For bracelets or beads, people often map dot = small bead and dash = long bead (or a different color). If you do that, keep a clear separator between letters (for example, one spacer bead) and a larger separator between words (for example, two spacer beads or a distinct bead).
Mini FAQ
- Can I replace the slash with a vertical bar or a bigger gap?
- Yes, as long as the design makes word boundaries obvious. If you change separators, do not mix conventions within the same piece.
- Should I use fancy dots and dashes?
- Avoid fancy punctuation unless you test decoding. Simple
.and-are the most compatible. - What is the most common engraving mistake?
- Forgetting spaces between letters. In physical layouts, letter boundaries can disappear unless you plan for them.
Common Variations (And How to Keep Them Correct)

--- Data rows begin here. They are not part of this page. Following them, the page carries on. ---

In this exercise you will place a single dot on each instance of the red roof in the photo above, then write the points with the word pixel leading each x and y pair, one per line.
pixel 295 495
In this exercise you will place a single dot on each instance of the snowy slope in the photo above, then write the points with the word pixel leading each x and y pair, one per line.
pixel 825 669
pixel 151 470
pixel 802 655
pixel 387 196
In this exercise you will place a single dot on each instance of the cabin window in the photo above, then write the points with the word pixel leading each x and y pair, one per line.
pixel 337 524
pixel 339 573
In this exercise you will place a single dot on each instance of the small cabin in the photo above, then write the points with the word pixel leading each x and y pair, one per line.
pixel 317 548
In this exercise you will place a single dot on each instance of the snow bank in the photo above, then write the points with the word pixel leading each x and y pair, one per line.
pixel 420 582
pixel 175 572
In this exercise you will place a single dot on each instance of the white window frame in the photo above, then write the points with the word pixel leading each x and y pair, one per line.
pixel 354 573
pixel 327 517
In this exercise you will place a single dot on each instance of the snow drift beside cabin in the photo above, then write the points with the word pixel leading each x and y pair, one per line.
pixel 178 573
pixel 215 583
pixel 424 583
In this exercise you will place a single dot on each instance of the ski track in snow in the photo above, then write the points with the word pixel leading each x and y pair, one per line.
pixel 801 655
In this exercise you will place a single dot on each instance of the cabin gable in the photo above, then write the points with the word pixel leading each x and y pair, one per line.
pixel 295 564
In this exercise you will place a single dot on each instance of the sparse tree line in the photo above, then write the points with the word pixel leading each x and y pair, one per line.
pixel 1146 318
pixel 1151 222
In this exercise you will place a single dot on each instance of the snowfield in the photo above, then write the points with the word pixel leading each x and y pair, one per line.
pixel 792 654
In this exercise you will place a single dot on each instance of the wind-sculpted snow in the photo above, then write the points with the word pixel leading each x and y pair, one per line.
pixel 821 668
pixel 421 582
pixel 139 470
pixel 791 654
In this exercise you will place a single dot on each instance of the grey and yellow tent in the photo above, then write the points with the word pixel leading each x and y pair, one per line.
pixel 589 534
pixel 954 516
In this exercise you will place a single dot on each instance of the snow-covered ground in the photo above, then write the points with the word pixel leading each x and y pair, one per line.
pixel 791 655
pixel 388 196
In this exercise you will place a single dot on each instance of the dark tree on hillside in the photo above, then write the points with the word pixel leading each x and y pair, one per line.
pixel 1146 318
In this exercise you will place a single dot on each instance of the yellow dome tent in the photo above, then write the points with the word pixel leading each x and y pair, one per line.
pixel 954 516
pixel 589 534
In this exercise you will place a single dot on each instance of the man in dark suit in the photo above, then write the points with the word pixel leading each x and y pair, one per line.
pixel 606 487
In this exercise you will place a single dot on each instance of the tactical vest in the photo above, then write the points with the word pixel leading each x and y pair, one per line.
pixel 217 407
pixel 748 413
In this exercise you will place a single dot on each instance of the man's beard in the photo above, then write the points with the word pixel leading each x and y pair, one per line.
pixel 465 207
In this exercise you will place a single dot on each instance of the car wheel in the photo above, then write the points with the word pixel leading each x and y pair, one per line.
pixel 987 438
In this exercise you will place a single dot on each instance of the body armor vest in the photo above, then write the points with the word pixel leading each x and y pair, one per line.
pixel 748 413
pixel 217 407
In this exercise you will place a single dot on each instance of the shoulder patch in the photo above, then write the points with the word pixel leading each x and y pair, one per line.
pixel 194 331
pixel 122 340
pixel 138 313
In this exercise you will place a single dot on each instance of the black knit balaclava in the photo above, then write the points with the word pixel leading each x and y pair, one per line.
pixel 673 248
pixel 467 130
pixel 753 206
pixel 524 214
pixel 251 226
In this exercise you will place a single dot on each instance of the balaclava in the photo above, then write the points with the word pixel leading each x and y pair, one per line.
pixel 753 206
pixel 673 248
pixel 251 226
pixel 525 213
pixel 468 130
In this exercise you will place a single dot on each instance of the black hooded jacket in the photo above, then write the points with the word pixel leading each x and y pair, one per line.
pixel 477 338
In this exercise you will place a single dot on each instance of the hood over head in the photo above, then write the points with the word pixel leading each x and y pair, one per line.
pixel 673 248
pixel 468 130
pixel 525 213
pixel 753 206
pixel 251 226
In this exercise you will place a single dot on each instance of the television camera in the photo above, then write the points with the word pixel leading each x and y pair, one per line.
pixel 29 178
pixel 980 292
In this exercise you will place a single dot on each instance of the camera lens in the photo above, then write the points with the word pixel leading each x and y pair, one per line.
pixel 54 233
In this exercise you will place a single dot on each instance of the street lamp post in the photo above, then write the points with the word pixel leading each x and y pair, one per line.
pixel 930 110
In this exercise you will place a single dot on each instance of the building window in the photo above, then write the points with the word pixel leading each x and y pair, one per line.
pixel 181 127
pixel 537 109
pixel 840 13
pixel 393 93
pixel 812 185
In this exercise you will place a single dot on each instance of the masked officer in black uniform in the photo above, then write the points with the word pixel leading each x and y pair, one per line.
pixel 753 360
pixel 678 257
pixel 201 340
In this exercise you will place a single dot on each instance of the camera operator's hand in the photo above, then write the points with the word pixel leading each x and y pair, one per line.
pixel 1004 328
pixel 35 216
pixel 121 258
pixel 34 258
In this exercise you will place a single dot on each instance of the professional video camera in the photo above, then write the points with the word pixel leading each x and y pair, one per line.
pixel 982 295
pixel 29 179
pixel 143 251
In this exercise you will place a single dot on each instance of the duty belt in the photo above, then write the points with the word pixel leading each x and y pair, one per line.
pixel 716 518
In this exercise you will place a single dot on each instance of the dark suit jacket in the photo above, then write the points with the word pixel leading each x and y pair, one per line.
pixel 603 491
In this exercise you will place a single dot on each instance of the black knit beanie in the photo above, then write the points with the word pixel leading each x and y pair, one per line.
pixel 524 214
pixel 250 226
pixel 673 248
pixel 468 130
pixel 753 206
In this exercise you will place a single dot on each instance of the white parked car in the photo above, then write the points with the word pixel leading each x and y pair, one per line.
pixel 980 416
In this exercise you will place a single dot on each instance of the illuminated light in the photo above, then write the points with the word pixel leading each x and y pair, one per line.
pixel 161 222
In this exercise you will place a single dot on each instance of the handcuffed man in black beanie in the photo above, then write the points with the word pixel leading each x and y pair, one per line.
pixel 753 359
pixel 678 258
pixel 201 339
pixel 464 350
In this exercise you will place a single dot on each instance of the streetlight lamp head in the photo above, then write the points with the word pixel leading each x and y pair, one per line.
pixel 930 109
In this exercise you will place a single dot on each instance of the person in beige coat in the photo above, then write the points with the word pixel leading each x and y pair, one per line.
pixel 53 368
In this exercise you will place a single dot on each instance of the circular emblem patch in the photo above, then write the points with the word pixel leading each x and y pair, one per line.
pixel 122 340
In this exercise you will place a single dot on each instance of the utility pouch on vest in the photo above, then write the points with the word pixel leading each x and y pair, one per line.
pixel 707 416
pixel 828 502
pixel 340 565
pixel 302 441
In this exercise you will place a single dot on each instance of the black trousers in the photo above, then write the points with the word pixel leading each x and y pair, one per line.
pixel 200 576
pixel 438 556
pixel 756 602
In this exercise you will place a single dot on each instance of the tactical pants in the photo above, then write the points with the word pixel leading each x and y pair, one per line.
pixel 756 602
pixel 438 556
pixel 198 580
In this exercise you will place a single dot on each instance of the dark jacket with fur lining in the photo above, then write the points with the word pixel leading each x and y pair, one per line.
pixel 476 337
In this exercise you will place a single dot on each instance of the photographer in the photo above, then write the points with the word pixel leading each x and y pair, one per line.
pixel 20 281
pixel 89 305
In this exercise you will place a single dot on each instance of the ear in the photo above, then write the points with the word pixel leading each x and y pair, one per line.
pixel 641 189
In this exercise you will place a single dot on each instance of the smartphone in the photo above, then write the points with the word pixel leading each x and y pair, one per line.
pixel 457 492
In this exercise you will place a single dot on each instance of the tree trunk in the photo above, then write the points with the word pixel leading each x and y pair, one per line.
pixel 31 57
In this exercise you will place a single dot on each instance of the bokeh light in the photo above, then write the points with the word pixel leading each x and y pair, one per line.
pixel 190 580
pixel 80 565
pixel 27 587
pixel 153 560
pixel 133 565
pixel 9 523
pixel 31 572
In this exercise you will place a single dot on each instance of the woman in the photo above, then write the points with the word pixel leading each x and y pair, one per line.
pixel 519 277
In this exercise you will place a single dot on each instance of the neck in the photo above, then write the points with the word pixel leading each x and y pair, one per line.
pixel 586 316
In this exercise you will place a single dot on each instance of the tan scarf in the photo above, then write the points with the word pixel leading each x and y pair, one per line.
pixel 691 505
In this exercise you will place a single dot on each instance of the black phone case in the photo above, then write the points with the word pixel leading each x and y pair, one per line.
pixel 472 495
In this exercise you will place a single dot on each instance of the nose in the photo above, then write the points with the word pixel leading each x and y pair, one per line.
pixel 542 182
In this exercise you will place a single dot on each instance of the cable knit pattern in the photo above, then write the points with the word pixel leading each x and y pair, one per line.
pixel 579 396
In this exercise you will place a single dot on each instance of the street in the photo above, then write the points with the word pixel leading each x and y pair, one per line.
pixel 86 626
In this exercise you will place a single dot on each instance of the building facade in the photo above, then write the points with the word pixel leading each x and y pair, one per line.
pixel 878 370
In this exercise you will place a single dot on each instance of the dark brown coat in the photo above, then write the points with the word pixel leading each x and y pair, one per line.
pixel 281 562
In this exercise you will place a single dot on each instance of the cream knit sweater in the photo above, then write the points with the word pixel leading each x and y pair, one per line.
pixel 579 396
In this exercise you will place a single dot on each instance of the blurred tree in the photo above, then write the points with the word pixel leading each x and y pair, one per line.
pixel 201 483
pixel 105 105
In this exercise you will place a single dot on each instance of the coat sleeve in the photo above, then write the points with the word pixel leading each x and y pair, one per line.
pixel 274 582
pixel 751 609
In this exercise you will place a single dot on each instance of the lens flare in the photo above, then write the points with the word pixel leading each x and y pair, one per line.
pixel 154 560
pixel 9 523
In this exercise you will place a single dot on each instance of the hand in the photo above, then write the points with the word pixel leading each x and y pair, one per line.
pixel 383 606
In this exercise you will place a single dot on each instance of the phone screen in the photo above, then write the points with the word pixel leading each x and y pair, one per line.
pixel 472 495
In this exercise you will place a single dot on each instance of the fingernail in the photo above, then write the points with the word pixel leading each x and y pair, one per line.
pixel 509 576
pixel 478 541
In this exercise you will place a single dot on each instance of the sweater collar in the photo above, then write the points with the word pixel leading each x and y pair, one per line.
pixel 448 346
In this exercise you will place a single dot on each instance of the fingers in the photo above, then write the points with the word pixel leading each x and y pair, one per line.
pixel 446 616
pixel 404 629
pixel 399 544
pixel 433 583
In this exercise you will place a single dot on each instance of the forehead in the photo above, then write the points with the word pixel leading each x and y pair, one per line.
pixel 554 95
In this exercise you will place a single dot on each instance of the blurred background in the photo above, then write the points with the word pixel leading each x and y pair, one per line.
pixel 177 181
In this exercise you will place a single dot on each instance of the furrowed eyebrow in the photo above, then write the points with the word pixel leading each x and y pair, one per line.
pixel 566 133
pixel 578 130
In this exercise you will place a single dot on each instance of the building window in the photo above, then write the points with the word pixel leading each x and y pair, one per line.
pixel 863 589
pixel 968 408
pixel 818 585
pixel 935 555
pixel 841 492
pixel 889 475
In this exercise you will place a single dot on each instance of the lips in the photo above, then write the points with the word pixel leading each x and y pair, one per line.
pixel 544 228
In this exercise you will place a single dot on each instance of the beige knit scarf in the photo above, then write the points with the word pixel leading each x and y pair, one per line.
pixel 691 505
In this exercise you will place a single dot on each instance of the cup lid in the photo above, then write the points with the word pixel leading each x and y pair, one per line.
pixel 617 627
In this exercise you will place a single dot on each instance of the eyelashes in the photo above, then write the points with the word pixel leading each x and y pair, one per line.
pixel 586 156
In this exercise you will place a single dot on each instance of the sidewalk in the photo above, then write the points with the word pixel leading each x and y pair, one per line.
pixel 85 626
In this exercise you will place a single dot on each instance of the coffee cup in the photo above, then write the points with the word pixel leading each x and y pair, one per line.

People often want variants like "I love you." with punctuation, or a longer phrase like "I love you forever." The safe pattern is: write the exact text you want, encode it, then decode to verify. Do not hand-edit the Morse unless you are confident in the mapping and spacing rules.
If you want the visual to stay clean, consider keeping the phrase letters-only and writing punctuation in plain text outside the Morse block. That avoids punctuation support differences across tools.
Mini FAQ
- Can I write "I LOVE YOU" without the word slashes?
- You can, but you need a clear alternative word separator (like double spaces). Slashes are the least error-prone for copy/paste.
- Does Morse include a heart symbol?
- No. Use the words or combine Morse with a separate symbol in plain text or design.
- How do I add numbers (like a date)?
- Use an encoder and verify by decoding. Keep Morse Code Numbers Chart handy if you are checking by eye.
Troubleshooting (When Decoding Fails)
If your Morse does not decode as expected, the cause is usually formatting, not the underlying code.
- Check separators: single spaces between letters,
/between words. - Check punctuation: remove quotes, emojis, or decorative symbols and retry.
- Clean whitespace: normalize the text with Text Cleaner.
- Decode in chunks: decode one word at a time to find the broken segment.
Once each chunk decodes correctly, recombine them with consistent separators and decode again to confirm the full message.
Mini FAQ
- Why does one missing space change everything?
- Because Morse is ambiguous without boundaries. A long run of dots/dashes can be split into letters in multiple ways.
- What if my dashes are en dashes or em dashes?
- Replace them with the plain hyphen
-. Lookalike punctuation can break decoders. - What is the best final check before engraving?
- Round-trip the exact final text you will send to production: decode it back and confirm it reads correctly.